Each sensitization class needs to have its own patterns of gaining and losing allergic sensitizations, with the corresponding probabilities for gaining and losing sensitizations at each time point. For example, each class should have its own value of probSens1 which gives the probability of sensitization at age 1 for children in that particular sensitization class. To achieve this in our model, we need the sensitization state at age 1 (sensitized1) to be connected to the appropriate probSens1 corresponding to the sensitization class of the child. We can achieve this by replicating the connecting Bernoulli factor for each sensitization class, and then using a gate block to ensure that only one of these factors is turned on, as shown in Figure 6.18.

In Figure 6.18, we have assumed that there are four sensitization classes and duplicated probSens1 into separate probabilities for each class (probSens1_0, probSens1_1 …).
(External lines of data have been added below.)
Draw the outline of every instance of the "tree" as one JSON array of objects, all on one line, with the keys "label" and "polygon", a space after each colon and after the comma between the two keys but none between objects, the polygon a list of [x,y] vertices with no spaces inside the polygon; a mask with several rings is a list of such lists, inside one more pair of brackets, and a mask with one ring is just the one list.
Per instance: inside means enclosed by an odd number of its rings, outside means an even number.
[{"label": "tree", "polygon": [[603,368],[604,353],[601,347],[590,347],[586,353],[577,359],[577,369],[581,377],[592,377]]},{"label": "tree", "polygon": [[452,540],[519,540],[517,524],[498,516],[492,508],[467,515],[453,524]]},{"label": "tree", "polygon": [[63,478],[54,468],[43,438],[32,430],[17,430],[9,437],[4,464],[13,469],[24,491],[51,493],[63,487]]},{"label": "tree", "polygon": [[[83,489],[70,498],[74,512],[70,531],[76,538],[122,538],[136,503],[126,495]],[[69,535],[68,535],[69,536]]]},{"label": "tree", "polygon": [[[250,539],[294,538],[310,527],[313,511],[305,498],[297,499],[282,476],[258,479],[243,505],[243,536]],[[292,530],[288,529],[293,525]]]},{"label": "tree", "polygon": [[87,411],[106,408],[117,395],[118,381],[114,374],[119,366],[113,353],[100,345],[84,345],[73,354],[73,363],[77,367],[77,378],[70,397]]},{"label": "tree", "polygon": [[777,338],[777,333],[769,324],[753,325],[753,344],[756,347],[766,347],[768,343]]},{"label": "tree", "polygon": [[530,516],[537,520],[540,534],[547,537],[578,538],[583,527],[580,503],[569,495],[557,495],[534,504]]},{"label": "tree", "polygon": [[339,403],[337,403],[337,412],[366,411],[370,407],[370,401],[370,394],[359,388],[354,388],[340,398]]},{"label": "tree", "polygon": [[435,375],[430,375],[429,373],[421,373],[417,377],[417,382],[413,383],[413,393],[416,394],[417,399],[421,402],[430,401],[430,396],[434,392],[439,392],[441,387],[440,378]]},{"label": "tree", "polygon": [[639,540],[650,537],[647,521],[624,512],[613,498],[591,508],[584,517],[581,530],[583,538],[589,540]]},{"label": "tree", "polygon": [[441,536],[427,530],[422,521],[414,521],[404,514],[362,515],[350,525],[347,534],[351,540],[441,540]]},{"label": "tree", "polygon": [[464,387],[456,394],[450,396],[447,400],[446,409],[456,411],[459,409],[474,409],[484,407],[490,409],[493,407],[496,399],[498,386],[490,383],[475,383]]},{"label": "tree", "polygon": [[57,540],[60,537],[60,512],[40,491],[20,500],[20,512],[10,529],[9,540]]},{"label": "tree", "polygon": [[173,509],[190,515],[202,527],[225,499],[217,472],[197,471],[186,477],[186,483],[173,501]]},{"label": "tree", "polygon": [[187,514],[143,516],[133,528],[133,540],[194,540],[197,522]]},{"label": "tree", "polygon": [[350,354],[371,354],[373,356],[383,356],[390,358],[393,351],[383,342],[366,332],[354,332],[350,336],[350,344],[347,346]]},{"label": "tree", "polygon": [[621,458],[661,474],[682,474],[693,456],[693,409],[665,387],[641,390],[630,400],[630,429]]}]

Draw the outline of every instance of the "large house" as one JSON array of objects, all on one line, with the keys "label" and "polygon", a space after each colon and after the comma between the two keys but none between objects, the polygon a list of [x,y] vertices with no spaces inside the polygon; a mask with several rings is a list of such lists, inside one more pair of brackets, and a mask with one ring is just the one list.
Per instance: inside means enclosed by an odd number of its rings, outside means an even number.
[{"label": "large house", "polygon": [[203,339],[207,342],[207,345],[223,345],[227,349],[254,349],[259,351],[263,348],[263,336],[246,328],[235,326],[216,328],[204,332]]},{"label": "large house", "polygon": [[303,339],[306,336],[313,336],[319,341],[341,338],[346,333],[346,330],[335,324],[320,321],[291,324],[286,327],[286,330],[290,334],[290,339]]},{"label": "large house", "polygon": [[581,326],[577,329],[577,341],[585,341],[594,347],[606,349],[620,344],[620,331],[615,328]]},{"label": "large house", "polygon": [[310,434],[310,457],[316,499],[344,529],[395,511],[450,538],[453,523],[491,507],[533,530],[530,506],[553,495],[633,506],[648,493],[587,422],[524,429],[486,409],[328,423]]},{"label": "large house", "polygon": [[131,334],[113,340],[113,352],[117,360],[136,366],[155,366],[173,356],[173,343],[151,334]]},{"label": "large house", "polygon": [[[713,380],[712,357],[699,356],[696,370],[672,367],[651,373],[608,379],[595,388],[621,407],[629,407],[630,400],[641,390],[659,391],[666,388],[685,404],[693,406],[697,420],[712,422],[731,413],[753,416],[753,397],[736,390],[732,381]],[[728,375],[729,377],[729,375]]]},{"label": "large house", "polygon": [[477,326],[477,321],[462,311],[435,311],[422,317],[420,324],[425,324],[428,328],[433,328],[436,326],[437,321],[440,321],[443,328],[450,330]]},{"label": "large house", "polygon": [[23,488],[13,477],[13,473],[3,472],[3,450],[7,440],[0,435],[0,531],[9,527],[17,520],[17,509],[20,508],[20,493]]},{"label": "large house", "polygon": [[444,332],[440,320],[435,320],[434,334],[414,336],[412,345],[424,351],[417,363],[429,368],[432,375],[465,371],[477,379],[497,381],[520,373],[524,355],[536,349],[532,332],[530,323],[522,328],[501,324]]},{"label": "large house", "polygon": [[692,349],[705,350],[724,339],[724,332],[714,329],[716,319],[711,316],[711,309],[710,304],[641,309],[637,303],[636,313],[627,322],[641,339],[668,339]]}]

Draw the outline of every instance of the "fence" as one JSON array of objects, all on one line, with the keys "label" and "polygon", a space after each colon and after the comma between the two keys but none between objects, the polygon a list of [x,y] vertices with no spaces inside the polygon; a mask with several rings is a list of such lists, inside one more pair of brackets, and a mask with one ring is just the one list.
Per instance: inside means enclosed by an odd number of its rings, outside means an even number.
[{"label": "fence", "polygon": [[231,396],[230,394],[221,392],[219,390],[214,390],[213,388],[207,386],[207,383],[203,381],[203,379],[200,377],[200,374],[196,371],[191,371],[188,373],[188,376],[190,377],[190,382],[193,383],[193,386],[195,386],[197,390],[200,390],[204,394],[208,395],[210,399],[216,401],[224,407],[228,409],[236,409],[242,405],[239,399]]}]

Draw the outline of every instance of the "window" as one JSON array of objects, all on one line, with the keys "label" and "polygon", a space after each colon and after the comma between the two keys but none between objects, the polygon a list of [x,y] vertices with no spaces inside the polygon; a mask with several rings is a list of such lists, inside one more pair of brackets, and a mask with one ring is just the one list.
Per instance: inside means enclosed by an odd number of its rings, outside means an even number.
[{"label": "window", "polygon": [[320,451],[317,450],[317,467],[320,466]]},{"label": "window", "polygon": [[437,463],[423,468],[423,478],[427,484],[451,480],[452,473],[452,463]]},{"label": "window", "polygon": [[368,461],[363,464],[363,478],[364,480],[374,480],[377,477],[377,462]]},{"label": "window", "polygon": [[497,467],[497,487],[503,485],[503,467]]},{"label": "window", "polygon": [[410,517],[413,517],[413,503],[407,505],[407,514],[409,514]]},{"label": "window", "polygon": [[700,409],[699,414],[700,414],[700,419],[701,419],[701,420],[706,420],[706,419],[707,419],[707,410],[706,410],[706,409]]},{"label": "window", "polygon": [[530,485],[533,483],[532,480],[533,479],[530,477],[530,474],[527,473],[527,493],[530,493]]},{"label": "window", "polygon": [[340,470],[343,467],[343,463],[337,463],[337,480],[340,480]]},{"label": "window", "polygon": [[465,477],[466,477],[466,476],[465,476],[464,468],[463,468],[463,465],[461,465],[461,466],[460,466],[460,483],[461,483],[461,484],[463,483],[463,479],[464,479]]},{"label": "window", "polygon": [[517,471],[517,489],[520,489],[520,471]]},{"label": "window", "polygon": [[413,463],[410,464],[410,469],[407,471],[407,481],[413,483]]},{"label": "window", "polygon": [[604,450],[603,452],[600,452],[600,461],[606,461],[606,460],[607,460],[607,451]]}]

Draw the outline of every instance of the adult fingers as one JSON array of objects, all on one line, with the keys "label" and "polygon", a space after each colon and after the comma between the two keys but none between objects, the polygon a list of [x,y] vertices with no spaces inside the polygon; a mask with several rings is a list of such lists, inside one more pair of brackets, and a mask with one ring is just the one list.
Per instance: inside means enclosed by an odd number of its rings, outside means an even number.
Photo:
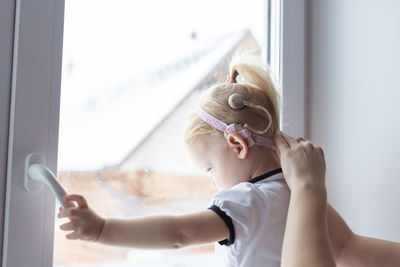
[{"label": "adult fingers", "polygon": [[289,144],[286,142],[285,139],[283,139],[283,137],[280,133],[276,132],[274,139],[275,139],[276,146],[278,148],[279,156],[281,153],[290,149]]},{"label": "adult fingers", "polygon": [[84,209],[88,207],[86,199],[78,194],[71,194],[64,196],[65,201],[76,201],[78,203],[78,208]]},{"label": "adult fingers", "polygon": [[315,148],[319,151],[319,153],[321,154],[322,158],[325,160],[324,150],[322,149],[322,147],[317,146]]},{"label": "adult fingers", "polygon": [[314,145],[310,140],[304,139],[299,141],[299,145],[304,147],[305,149],[311,151],[318,148],[318,146]]},{"label": "adult fingers", "polygon": [[297,146],[299,142],[297,142],[297,139],[291,137],[290,135],[285,134],[284,132],[281,132],[282,138],[285,139],[286,143],[289,144],[289,147]]}]

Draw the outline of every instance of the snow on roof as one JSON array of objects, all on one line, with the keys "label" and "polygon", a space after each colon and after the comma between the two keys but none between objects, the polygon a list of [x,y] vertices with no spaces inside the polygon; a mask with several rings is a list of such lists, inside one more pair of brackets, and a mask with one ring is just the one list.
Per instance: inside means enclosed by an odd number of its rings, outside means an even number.
[{"label": "snow on roof", "polygon": [[64,59],[58,169],[119,163],[246,34],[175,47],[164,57],[148,58],[151,67],[143,69],[121,51],[91,65],[76,61],[77,56],[75,62]]}]

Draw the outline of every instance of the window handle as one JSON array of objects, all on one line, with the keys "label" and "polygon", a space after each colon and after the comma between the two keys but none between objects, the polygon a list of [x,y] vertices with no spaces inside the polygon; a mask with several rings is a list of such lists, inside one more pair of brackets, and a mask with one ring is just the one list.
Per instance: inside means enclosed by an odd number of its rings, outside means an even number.
[{"label": "window handle", "polygon": [[24,187],[30,193],[41,191],[47,185],[63,208],[74,207],[71,202],[64,201],[67,194],[57,181],[56,176],[44,165],[44,157],[39,153],[31,153],[25,159]]}]

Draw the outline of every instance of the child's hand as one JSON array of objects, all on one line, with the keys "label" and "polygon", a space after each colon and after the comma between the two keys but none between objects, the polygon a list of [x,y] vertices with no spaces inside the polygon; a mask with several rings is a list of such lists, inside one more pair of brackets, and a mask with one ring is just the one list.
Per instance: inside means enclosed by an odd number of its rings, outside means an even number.
[{"label": "child's hand", "polygon": [[61,208],[58,218],[67,217],[71,221],[60,226],[61,230],[74,231],[66,235],[67,239],[82,239],[96,241],[100,236],[105,219],[97,215],[81,195],[71,194],[64,196],[65,201],[76,201],[78,207]]},{"label": "child's hand", "polygon": [[325,186],[325,158],[321,147],[308,140],[297,142],[284,133],[275,135],[283,175],[290,189],[306,184]]}]

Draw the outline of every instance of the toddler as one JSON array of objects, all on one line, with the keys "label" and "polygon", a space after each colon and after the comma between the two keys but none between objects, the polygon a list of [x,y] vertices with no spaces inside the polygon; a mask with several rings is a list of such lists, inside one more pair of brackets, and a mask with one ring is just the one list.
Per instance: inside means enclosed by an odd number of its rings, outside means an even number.
[{"label": "toddler", "polygon": [[[237,79],[241,78],[238,82]],[[219,192],[209,208],[183,215],[102,218],[81,195],[60,209],[68,239],[136,248],[181,248],[215,242],[216,266],[279,267],[289,189],[273,142],[279,93],[266,66],[235,56],[228,80],[206,90],[189,117],[185,143]]]}]

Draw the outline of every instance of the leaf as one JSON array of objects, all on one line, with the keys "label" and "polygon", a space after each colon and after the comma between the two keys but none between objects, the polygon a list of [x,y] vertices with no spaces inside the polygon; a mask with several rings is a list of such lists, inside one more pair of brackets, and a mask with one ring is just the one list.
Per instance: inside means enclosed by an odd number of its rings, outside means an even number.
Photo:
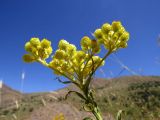
[{"label": "leaf", "polygon": [[65,96],[65,99],[67,99],[68,95],[71,94],[71,93],[76,93],[77,96],[79,96],[80,98],[82,98],[83,100],[86,100],[86,98],[79,92],[77,91],[69,91],[66,96]]},{"label": "leaf", "polygon": [[63,84],[70,84],[70,83],[72,83],[71,81],[62,81],[59,77],[56,77],[56,79],[57,79],[60,83],[63,83]]},{"label": "leaf", "polygon": [[95,91],[93,89],[89,90],[89,96],[94,100]]}]

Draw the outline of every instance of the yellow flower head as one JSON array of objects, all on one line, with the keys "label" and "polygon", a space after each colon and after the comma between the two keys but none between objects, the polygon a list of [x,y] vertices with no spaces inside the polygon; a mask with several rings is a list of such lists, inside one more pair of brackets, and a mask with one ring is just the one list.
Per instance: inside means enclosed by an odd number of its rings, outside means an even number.
[{"label": "yellow flower head", "polygon": [[31,38],[30,43],[34,47],[38,47],[40,45],[40,40],[39,38]]},{"label": "yellow flower head", "polygon": [[117,32],[119,29],[121,29],[122,24],[120,21],[113,21],[112,22],[112,29],[114,32]]},{"label": "yellow flower head", "polygon": [[83,60],[85,58],[85,56],[86,56],[85,52],[77,51],[75,58],[76,58],[77,61],[81,61],[81,60]]},{"label": "yellow flower head", "polygon": [[66,40],[62,39],[59,41],[58,47],[59,47],[59,49],[66,51],[68,45],[69,45],[69,43]]},{"label": "yellow flower head", "polygon": [[31,54],[33,54],[34,56],[38,55],[38,51],[37,48],[34,47],[30,42],[27,42],[25,44],[25,50]]},{"label": "yellow flower head", "polygon": [[129,39],[129,33],[128,32],[123,32],[123,34],[120,36],[120,41],[123,41],[123,42],[125,42],[125,41],[128,41],[128,39]]},{"label": "yellow flower head", "polygon": [[[98,65],[101,62],[102,58],[99,56],[93,56],[94,64]],[[104,65],[104,61],[101,63],[101,66]]]},{"label": "yellow flower head", "polygon": [[88,36],[84,36],[81,39],[81,48],[82,50],[88,50],[91,48],[91,39]]},{"label": "yellow flower head", "polygon": [[94,35],[97,39],[101,39],[103,37],[102,30],[101,29],[95,30]]},{"label": "yellow flower head", "polygon": [[68,62],[67,61],[62,61],[61,62],[61,70],[62,71],[67,71],[68,72],[68,69],[70,68],[70,66],[69,66],[69,64],[68,64]]},{"label": "yellow flower head", "polygon": [[23,60],[24,60],[24,62],[30,63],[30,62],[34,62],[36,59],[32,55],[25,54],[23,56]]},{"label": "yellow flower head", "polygon": [[26,50],[27,52],[32,52],[32,48],[33,48],[33,46],[31,45],[30,42],[27,42],[27,43],[25,44],[25,50]]},{"label": "yellow flower head", "polygon": [[73,45],[73,44],[67,45],[67,53],[68,53],[69,55],[73,55],[76,50],[77,50],[77,48],[76,48],[75,45]]},{"label": "yellow flower head", "polygon": [[43,39],[41,41],[41,47],[42,48],[49,48],[49,47],[51,47],[51,42],[47,39]]},{"label": "yellow flower head", "polygon": [[60,49],[58,49],[54,55],[56,59],[64,59],[65,56],[66,56],[65,51]]},{"label": "yellow flower head", "polygon": [[34,56],[34,59],[45,60],[52,53],[51,42],[47,39],[40,41],[39,38],[31,38],[25,44],[25,50]]},{"label": "yellow flower head", "polygon": [[109,23],[103,24],[101,29],[97,29],[94,32],[94,35],[98,43],[103,44],[110,51],[127,47],[129,39],[129,33],[120,21],[113,21],[111,25]]},{"label": "yellow flower head", "polygon": [[57,68],[57,67],[59,67],[60,66],[60,62],[59,62],[59,60],[58,59],[53,59],[50,63],[49,63],[49,67],[50,68]]},{"label": "yellow flower head", "polygon": [[101,29],[104,34],[108,34],[108,32],[112,30],[112,26],[109,23],[105,23],[102,25]]}]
There is a gate for each class, keyed by the number of the class (0,1,2 or 3). Because each key is different, any value of sensClass leads to one gate being on and all the other gates being off. In this way, the value of sensClass determines which of the four initial sensitization probabilities to use.

The factor graph of Figure 6.18 is quite cluttered because of the repeated factors and variables for each sensitization class. We can represent the same model more compactly if we introduce a plate across the sensitization classes and put the repeated elements inside the plate, as shown in Figure 6.19.

Using the compact notation of Figure 6.19, we can modify our allergy model of Figure 6.5 to have different probabilities for each sensitization class. We take all our probability variables probSens1, probGain3 and so on, and duplicate them across classes using a plate. We then place each factor in the Markov chain inside a gate and plate, where the gates are all connected to a sensClass selector variable. Finally, we choose a uniform prior over sensClass, giving the factor graph of Figure 6.20.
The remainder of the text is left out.